A bit over 100 years ago, Abraham Kuyper (1837–1920) wrote a book for those wishing to make public profession of faith in a Reformed church. The book is called The Implications of Public Confession. Actually, this short booklet was translated by Henry Zylstra into English and originally wasn’t a work on its own, but was taken from part III of the Dutch Voor Distel een Murt (1891), which comprised 44 devotions on the sacraments, baptism, public confession and the Lord’s supper. The twelve on public confession make up this booklet. In this short book, Kuyper discusses the relationship of Baptism and the Lord’s Supper. He also talks about children praying, believing, repenting, and confessing the doctrines of grace. Kuyper mentions what confession is and what a confessing church sounds like in unison. Here’s one paragraph from the book that I appreciate:
“Your confession of your Savior and Lord before the congregation must include a confession of your personal wretchedness. A confession which desires Jesus but which is not characterized by a profound conviction of personal sin and guilt is false. Paul would call that a sounding brass or a tinkling cymbal. Indeed, it would be a weak and flimsy confession. That is self-evident. Why a Redeemer if there be no need for redemption? How yearn for a Savior except there be a consciousness of the bonds of death? And again, why should you seek the Physician if you do not sense that your soul is sick?”

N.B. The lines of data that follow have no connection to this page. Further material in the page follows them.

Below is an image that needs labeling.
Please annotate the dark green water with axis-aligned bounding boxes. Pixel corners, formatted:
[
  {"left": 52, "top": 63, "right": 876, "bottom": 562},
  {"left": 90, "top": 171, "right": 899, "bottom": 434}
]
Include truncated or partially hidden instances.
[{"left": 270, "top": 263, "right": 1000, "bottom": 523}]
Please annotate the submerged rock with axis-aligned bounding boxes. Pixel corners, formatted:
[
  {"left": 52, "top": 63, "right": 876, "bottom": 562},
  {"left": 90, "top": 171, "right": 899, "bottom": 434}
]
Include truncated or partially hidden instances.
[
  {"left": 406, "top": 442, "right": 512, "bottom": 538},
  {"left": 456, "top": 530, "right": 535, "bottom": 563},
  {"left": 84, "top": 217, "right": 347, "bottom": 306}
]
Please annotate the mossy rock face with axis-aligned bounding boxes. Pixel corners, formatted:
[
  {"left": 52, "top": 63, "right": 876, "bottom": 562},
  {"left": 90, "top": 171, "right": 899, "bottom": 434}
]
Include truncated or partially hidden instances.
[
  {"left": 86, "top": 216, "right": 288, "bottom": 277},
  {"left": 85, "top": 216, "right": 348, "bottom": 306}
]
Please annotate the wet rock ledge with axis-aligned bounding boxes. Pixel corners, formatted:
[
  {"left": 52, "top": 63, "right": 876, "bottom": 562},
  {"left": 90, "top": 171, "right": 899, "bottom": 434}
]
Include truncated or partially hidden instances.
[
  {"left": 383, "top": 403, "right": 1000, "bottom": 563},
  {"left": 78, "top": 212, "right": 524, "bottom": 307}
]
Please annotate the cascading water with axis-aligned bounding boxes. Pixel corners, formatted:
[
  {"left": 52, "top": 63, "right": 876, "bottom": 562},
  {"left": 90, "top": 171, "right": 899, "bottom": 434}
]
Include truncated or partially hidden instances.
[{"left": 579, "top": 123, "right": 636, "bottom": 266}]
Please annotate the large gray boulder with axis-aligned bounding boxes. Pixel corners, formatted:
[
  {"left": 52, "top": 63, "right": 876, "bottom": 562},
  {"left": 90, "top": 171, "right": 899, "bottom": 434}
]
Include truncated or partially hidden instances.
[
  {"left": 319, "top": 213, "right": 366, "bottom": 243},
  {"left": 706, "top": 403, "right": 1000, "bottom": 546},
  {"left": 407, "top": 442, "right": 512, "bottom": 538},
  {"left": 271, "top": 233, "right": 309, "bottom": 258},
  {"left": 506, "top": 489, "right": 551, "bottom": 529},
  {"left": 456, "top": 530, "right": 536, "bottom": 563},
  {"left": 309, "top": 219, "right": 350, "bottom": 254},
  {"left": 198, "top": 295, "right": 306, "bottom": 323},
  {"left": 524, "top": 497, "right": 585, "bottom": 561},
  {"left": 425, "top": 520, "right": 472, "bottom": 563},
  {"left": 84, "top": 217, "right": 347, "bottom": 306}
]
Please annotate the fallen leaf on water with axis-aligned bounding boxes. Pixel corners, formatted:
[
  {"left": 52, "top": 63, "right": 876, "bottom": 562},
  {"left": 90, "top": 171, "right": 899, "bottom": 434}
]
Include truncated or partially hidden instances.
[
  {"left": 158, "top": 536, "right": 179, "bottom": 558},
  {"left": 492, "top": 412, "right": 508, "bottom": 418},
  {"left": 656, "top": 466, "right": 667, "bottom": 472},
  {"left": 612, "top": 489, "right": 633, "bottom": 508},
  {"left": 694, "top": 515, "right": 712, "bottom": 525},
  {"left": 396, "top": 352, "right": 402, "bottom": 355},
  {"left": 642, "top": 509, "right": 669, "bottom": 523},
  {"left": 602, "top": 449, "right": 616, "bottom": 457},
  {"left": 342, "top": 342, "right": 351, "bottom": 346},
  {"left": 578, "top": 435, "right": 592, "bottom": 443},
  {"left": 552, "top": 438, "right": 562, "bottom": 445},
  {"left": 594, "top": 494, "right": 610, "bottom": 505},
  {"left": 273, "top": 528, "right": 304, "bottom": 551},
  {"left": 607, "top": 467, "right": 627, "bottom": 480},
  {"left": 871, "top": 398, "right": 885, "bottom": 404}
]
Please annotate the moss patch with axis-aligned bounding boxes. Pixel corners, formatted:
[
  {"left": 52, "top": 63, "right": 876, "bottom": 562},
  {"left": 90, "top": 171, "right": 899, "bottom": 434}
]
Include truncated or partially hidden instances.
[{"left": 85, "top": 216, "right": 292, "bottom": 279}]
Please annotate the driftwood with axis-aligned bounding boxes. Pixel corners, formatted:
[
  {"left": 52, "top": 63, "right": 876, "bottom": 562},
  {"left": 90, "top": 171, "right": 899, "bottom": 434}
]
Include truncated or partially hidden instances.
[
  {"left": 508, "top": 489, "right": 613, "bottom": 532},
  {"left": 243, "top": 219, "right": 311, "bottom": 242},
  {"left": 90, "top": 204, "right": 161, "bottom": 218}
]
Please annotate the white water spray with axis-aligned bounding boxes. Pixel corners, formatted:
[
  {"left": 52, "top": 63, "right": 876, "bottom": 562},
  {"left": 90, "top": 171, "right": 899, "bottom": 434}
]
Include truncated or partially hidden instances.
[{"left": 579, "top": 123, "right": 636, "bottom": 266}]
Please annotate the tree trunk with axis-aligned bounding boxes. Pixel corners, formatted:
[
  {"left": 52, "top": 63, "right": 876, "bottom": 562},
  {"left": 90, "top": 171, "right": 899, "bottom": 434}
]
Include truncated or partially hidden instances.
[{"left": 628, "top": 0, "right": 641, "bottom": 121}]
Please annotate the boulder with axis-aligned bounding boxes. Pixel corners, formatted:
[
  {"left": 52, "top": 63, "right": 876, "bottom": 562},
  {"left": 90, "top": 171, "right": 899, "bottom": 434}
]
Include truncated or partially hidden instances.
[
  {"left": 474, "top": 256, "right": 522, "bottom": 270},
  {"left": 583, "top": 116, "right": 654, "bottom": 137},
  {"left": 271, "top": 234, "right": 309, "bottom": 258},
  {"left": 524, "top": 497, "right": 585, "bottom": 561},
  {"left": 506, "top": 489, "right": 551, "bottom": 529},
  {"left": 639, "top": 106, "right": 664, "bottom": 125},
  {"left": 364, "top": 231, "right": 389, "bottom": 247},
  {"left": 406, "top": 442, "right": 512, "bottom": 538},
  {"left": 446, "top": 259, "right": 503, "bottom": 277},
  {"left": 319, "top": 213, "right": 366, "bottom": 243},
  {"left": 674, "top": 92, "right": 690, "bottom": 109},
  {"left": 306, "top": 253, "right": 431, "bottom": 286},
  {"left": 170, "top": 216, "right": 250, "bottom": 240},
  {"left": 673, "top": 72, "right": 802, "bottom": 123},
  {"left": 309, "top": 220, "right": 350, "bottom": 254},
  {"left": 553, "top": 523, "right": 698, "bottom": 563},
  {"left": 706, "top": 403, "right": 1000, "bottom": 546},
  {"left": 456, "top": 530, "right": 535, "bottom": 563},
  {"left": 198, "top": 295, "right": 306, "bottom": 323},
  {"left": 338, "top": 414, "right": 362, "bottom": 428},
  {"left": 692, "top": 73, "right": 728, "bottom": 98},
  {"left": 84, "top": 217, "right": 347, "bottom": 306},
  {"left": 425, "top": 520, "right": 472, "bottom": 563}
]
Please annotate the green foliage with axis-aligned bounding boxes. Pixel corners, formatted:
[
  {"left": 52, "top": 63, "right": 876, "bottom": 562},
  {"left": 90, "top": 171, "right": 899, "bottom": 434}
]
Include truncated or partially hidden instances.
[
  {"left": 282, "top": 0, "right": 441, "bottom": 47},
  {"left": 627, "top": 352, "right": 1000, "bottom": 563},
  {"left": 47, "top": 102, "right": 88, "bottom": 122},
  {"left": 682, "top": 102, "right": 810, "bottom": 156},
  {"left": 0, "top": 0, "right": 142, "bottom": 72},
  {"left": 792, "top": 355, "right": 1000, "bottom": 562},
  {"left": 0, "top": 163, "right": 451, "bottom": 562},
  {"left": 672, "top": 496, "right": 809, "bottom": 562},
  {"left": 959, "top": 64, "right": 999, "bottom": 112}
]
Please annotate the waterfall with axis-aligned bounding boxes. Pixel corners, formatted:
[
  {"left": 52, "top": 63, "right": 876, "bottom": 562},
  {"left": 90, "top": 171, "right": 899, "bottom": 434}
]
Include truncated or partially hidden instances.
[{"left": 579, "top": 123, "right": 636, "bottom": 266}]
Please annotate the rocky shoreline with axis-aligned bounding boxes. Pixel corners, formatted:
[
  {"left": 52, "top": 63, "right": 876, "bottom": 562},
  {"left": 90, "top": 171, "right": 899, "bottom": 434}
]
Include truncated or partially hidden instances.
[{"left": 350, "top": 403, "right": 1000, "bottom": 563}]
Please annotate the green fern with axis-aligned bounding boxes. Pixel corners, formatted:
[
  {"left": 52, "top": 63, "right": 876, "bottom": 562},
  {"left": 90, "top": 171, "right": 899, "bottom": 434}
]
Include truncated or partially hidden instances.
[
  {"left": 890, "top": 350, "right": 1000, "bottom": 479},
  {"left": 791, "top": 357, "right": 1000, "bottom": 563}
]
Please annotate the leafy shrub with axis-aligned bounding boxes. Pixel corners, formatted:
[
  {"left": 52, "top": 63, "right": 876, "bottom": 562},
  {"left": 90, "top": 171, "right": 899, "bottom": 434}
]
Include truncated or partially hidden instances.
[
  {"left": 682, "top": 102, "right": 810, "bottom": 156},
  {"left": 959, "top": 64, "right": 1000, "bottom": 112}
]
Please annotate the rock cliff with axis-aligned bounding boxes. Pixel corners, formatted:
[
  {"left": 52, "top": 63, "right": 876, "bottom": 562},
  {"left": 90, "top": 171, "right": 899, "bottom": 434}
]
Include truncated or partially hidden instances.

“Yes, there should be a consciousness, a poignant, painful consciousness of personal sin and guilt. That does not mean that you must have the full and profound consciousness of your depravity in the moment you say ‘yes’ before the congregation. Those who profess the necessity of that, drift toward emotionalism and depart from the meaning of the Word of God. But it is unequivocally true that he who confesses his Savior must confess his wretchedness also. He must, to a degree and in a way appropriate to his age and experience, fully sense that he is lost, and that therefore he, together with all God’s children, is taking refuge under the Savior’s wings.”
– Abraham Kuyper (1837–1920), The Implications of Public Confession, p. 28
When we confess with Thomas the Apostle that Jesus Christ is “My Lord and my God” (John 20:28) , we at the same time also say with the publican, “God be merciful to me, a sinner” (Luke 18:13).